Sevgili Oğlak burçları, etrafınızdaki eylemlerin bencil amaçlarla beslendiğini hissedebilirsiniz. Neler olup bittiğini gerçekten gören tek kişi siz olabilirsiniz. Kendinizi insanlara tepeden bakan bir dağ gözlemcisi gibi hissediyorsunuz. Durumun politikasını anlıyorsunuz, ancak yüksek bakış açınızdan etkili bir değişiklik uygulamak için kendinizi güçsüz hissediyorsunuz. Verileri şimdi toplayın ve daha sonra harekete geçin.

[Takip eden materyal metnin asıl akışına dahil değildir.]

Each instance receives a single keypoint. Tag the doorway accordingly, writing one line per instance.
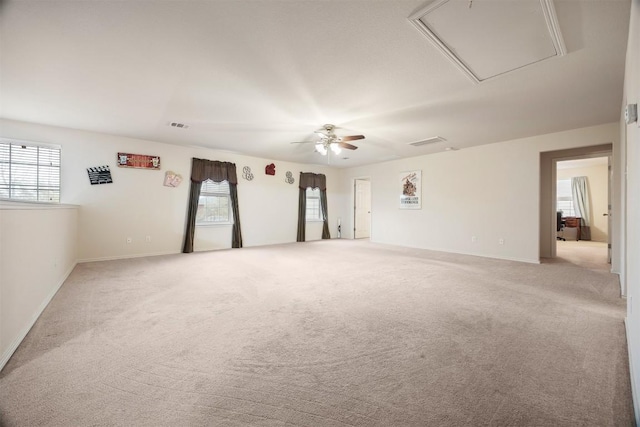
(362, 208)
(548, 172)
(583, 201)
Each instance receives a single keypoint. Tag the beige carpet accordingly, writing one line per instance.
(583, 253)
(333, 333)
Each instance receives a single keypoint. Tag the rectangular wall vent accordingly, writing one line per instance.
(178, 125)
(431, 140)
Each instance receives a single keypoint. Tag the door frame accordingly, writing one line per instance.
(353, 195)
(548, 176)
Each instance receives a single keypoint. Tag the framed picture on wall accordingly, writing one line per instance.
(411, 190)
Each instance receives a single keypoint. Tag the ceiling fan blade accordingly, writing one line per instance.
(347, 146)
(352, 137)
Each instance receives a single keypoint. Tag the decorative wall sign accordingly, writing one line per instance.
(172, 179)
(99, 175)
(289, 179)
(410, 190)
(139, 161)
(246, 173)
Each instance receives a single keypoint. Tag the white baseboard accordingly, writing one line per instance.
(634, 387)
(4, 358)
(116, 257)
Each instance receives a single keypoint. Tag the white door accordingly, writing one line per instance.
(362, 196)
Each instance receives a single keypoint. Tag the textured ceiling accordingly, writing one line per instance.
(254, 76)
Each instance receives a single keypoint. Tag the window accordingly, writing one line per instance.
(314, 211)
(564, 197)
(214, 205)
(29, 172)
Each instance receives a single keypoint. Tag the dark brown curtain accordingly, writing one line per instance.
(302, 214)
(312, 180)
(201, 170)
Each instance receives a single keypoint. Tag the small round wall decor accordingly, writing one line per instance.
(246, 173)
(289, 179)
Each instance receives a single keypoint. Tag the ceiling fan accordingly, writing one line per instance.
(330, 141)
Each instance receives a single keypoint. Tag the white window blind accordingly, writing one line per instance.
(29, 172)
(214, 204)
(564, 197)
(314, 212)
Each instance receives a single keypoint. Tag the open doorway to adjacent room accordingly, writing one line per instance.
(362, 208)
(583, 206)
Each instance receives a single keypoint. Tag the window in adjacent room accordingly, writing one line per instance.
(564, 198)
(314, 211)
(29, 172)
(214, 205)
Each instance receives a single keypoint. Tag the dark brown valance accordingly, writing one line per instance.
(313, 180)
(202, 169)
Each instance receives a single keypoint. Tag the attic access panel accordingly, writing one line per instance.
(487, 38)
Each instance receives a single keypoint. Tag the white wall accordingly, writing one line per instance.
(491, 192)
(632, 149)
(137, 205)
(38, 250)
(598, 183)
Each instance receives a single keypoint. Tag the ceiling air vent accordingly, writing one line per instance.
(178, 125)
(431, 140)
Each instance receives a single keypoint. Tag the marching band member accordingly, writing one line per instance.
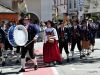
(8, 46)
(2, 38)
(92, 28)
(75, 37)
(63, 34)
(85, 34)
(32, 36)
(50, 48)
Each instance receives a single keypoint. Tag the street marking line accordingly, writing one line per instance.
(75, 69)
(20, 74)
(54, 71)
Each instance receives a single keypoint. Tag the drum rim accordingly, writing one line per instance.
(9, 35)
(26, 34)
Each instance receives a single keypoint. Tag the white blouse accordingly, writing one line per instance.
(50, 30)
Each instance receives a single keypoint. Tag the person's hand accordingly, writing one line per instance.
(1, 45)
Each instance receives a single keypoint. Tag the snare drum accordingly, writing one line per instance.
(17, 35)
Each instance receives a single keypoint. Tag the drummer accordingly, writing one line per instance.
(32, 35)
(1, 43)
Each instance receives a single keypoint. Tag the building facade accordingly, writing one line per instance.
(75, 8)
(41, 8)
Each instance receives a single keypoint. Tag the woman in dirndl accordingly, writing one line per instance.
(51, 51)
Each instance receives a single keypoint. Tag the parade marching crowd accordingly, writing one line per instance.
(65, 34)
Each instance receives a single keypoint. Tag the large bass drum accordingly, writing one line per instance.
(17, 35)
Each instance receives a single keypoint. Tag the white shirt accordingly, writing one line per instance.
(50, 30)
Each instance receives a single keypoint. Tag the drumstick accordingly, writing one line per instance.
(28, 43)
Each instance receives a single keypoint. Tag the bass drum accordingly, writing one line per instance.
(17, 35)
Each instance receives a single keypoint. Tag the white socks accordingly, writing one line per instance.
(18, 56)
(34, 61)
(72, 53)
(23, 63)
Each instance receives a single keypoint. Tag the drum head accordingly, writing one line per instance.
(20, 35)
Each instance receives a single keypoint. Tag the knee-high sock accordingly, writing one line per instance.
(34, 61)
(72, 53)
(80, 53)
(23, 63)
(67, 56)
(18, 56)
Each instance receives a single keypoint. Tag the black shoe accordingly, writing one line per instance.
(59, 62)
(73, 59)
(22, 70)
(67, 59)
(27, 59)
(92, 50)
(17, 61)
(83, 55)
(88, 54)
(35, 67)
(3, 63)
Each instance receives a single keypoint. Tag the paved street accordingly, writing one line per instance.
(88, 66)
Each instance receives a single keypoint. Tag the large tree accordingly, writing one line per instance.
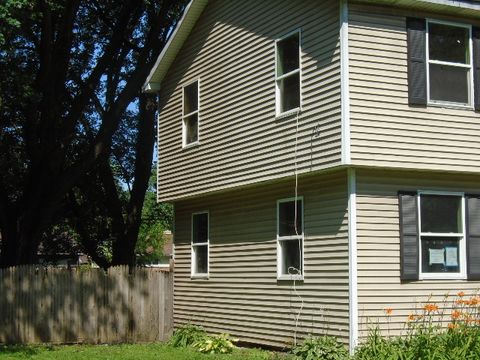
(71, 73)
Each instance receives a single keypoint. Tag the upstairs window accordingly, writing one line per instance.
(287, 73)
(443, 63)
(190, 114)
(449, 63)
(200, 244)
(290, 239)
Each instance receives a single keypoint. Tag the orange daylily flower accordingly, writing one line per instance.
(473, 301)
(456, 314)
(430, 308)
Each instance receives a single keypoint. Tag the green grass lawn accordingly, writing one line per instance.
(131, 352)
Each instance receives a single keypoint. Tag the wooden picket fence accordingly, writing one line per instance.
(52, 305)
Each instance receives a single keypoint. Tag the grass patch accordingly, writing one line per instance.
(130, 352)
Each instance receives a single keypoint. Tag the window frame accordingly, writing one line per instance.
(469, 66)
(193, 259)
(462, 274)
(298, 71)
(280, 239)
(185, 116)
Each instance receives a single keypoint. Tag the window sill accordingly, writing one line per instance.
(288, 113)
(199, 277)
(191, 145)
(447, 105)
(442, 277)
(290, 277)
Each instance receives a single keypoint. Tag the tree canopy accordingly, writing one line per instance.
(76, 133)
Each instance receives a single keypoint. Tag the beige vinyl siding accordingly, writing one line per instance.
(378, 232)
(242, 295)
(232, 51)
(385, 130)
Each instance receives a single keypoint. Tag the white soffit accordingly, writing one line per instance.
(454, 7)
(167, 56)
(195, 7)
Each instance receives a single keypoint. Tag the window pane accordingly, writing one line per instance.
(291, 257)
(201, 259)
(200, 228)
(286, 218)
(441, 214)
(440, 254)
(191, 128)
(190, 98)
(287, 54)
(449, 83)
(289, 93)
(448, 43)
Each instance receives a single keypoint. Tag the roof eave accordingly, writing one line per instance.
(172, 47)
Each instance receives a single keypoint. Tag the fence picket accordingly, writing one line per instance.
(52, 305)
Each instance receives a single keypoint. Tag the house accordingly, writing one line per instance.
(323, 160)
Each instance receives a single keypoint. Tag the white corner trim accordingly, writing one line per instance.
(352, 259)
(345, 85)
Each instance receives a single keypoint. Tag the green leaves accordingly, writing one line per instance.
(324, 347)
(187, 335)
(218, 344)
(195, 336)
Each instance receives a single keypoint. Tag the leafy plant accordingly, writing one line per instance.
(324, 347)
(188, 335)
(219, 344)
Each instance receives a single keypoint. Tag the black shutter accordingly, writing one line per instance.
(473, 236)
(409, 252)
(417, 67)
(476, 67)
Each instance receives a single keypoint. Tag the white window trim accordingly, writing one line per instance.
(184, 116)
(470, 105)
(300, 237)
(278, 113)
(193, 259)
(462, 275)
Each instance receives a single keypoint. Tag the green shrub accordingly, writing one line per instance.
(219, 344)
(187, 335)
(324, 347)
(426, 344)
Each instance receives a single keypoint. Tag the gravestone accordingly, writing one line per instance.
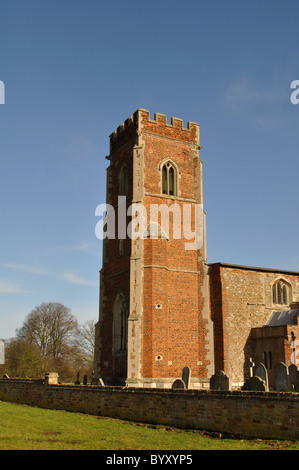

Bugünün Venüs-Mars bağlantısı, haritanızın en dinamik iki açısını kesiyor, bu nedenle yaratıcı bir çabada başarılı olmak istiyorsanız, şimdi ona en iyi şansı vermenin tam zamanı. İnsanların fikirlerinize ne kadar açık olduklarına şaşırabilirsiniz.
Sevgili Balık burçları, bazı planlarınızı bilinçli olarak bırakmanız gerekebilir. Beklenmeyen unsur size biraz yardımcı olabilir, bu yüzden onu uzak tutmaya çalışmak yerine onunla birlikte hareket edin. Olayların doğal akışı sizi daha özgür bir yere götürmeli. Tamamen mantık gibi zihinsel süreçlere güvenmek yerine hayal gücünüzü kullanın.